Of course they should! (But not for the reason you may think)

The New York Times reports that Hospitals fear they may bear the brunt of Medicare cuts.  I should hope so!  But not because they are wildly profitable at the expense of efficiency and innovation elsewhere.

To be wildly profitable itself is, in my book, no sin.  But that’s moot in this case: the average hospital in the US breaks even—barely—as Forbes recently noted.  The fact that a small number put major dough on the bottom line only makes them like restaurants in the way that a few are able to monopolize a local market while most limp along.  Just because Wolfgang Puck can buy an island doesn’t mean your brother’s pizzeria will thrive.

As the insanely smart Clay Christensen has postulated in The Innovator’s Dilemma, hospitals are expensive because they are conflations of three highly contradictory business models: the first of these is the “Solution Shop,” as typified by a consulting or law firm.  These business are well-matched for the Fee-for-Service payment model.  Where hospitals are concerned, this is the realm of their diagnostic and intuitive medicine activities.  The value they create here is inherently open-ended.  The reimbursement structure should be as well.  The NYT’s own “Diagnosis” Series is a brilliant example of this.

The second of these is the “Value Adding Process” business, as seen elsewhere in manufacturing, restaurants and education.  Take something and do stuff to make it better.  Like a pizza.  Or a knee.  This is best financed through a fee-for-outcome model.  “I will pay you $12 for that lunch.”  When Atul Gawande wrote recently about what the Cheesecake Factory can teach hospitals, it was no doubt these types of medical procedures that he had in mind.  Lasik surgery or knee replacements are a good match for his famous “Checklist Manifesto.”  One need only to look at medical tourism to see how the market has responded as hospital execs lumber along under the weight of overhead which does not drop as the price of a new hip does.

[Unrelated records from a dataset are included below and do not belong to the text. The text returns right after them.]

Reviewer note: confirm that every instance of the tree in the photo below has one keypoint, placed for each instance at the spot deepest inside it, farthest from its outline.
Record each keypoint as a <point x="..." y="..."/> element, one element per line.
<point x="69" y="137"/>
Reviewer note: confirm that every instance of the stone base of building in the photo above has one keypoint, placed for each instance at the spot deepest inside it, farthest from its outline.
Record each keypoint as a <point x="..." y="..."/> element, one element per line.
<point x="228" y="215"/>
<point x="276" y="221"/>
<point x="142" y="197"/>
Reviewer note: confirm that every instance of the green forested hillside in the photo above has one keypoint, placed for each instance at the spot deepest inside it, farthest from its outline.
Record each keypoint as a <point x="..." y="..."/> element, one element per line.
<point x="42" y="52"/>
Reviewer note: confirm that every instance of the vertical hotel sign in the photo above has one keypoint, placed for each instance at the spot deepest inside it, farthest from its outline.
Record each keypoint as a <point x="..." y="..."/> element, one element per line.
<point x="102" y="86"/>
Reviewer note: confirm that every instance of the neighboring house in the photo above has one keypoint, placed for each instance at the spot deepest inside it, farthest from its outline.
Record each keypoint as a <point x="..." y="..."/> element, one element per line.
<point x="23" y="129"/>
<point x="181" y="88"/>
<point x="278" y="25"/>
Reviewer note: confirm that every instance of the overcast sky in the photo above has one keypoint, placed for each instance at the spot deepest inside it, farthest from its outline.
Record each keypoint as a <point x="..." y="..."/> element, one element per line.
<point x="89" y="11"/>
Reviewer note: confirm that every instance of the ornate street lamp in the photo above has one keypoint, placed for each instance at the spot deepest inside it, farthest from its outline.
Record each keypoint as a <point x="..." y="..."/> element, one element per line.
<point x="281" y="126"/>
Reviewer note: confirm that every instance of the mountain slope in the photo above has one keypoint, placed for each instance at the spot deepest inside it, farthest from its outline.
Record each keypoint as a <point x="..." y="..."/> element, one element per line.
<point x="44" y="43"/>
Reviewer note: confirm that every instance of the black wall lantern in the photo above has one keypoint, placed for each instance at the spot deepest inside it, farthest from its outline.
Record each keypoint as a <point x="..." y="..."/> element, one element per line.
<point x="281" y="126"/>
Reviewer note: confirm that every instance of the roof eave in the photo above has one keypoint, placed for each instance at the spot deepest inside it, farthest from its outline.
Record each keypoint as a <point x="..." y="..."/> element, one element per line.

The last of these three models is the “Facilitated Network.”  Think of your own insurance company.  You pay to get access to a risk pool.  Another example from healthcare that is slowly taking off is the communities of patients (cancer suvivors, people living with diabetes) who add value with each other through social networks.  One can certainly imagine many ways a thriving network of 5 million diabetics could make its sponsor a little cash.

In that hospitals are inefficiently organized, they are expensive.  In that they are expensive, they have sown the seeds of their own destruction.  As the market and policymakers alike look for oxen to gore, there are few better options.  Time will tell if the hospital business model can disentangle itself and reorganize before the entities holding these companies crash and burn.